Rabbi Zvi Aryeh Rosenfeld, a pioneering Breslov educator who spread Rebbe Nachman’s teachings in North America beginning in the 1940s, had a very deep love for the Land of Israel. While he reached out to Jews who were distant from God and taught many adults and children the basics of Torah and mitzvot, he would always try to strengthen his connection with the Holy Land. In addition to traveling to Israel over 50 times, he collected charity to support the Breslover chassidim living in Jerusalem, and raised most of the funds for the construction of the Breslov yeshivah in Mea Shearim.
When he began teaching young students in New York City, Rabbi Rosenfeld instilled in them both the love of the Land and the greatness of charity. In the early 1950s, in agreement with the Breslover chassidim in Jerusalem, he set up a system called ma’amadot (literally, “position,” “standing” or “rank”). For the going rate of $1.10 per month, each boy among his students who wanted to join would become a “partner” with a chassid in Jerusalem and have a share in the latter’s Torah study and service of God.

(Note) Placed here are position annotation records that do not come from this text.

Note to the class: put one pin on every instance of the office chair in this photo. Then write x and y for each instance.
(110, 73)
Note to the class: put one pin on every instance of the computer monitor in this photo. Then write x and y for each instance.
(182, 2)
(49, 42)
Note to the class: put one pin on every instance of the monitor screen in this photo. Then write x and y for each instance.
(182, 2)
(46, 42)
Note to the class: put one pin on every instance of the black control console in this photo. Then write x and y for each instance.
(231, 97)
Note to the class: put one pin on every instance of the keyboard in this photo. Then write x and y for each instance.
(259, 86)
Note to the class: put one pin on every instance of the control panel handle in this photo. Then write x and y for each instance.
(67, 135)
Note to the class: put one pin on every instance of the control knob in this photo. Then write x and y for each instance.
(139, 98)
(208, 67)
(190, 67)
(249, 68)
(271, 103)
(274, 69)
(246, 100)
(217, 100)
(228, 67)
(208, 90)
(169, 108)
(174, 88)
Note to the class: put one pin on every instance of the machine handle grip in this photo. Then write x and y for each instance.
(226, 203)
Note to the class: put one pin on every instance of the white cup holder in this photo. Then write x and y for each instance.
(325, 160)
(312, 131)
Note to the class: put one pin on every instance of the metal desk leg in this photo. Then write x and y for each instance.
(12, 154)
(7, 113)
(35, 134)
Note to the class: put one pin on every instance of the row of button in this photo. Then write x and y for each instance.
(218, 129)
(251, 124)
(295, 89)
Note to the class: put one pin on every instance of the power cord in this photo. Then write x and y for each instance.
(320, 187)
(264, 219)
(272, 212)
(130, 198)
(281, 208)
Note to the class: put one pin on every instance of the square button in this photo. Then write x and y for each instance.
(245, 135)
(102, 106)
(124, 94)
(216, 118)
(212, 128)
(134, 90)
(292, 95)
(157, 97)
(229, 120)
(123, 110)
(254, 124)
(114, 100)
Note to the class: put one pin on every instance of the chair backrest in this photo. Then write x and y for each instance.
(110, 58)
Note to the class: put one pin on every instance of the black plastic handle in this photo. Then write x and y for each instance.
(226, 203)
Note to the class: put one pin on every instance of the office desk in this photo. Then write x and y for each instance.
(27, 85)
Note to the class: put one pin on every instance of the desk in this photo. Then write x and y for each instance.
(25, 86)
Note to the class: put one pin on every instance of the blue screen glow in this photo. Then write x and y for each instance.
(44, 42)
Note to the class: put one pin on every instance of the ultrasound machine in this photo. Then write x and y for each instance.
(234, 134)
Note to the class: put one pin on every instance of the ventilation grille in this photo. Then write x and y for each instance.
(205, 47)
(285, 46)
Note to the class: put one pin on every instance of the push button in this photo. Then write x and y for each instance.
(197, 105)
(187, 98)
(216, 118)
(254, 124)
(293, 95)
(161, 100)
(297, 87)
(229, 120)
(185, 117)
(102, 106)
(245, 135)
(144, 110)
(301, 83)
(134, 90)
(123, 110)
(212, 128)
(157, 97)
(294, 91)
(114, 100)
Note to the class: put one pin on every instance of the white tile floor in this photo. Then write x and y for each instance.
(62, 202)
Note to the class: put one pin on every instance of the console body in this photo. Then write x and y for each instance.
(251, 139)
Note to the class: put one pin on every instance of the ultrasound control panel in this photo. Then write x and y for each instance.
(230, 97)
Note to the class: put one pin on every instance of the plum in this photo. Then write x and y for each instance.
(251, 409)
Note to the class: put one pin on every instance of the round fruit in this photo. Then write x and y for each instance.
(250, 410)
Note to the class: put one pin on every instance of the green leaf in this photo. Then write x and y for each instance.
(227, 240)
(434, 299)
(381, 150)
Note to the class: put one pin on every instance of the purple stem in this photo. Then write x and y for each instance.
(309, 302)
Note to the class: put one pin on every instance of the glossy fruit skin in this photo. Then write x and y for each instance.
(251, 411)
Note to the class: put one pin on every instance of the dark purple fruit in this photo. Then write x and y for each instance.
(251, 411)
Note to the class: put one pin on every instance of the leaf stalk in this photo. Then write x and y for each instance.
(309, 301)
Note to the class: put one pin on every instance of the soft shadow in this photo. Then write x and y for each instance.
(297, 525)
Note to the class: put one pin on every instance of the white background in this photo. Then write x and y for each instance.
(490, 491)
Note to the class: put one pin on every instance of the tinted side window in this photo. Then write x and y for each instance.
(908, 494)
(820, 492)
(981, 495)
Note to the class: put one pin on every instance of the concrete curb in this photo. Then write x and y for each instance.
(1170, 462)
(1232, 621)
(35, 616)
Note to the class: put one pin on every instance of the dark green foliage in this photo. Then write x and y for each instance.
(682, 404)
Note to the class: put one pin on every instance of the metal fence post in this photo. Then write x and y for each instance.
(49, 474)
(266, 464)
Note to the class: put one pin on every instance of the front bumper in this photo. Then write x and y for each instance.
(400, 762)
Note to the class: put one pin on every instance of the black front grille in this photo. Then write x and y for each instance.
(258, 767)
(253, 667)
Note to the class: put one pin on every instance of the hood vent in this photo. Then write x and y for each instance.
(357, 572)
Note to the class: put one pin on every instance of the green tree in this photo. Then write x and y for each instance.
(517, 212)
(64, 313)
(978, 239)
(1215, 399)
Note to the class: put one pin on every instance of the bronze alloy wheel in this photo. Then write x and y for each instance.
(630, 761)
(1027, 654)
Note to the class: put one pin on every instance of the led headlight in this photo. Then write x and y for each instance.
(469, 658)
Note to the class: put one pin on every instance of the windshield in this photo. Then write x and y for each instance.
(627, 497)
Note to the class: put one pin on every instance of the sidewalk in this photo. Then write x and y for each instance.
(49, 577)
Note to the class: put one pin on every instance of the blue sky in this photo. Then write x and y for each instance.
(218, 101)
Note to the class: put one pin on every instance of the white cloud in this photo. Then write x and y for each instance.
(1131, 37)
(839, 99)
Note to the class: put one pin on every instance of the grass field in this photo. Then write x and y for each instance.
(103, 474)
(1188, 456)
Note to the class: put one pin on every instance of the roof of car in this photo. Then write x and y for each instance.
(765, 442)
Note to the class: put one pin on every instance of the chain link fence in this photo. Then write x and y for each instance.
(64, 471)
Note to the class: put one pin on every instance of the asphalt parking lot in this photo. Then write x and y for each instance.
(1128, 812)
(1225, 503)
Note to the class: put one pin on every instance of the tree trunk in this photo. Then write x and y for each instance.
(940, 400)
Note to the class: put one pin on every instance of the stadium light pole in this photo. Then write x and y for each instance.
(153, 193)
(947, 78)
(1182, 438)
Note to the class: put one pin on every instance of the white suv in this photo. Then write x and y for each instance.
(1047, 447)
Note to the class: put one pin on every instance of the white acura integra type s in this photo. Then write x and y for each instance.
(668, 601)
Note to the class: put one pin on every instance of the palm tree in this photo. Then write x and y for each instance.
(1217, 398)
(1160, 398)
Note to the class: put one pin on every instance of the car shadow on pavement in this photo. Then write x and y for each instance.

In the 1950s, this was a lot of money for a young boy. The boy would give his own 10 cents and then have to raise the remaining dollar for charity! But this connection served to strengthen the ties between Rabbi Rosenfeld and his students, as well as between Rabbi Rosenfeld and the chassidim in Israel, and had a profound impact on the American boys who were subsequently inspired to travel to the Holy Land themselves.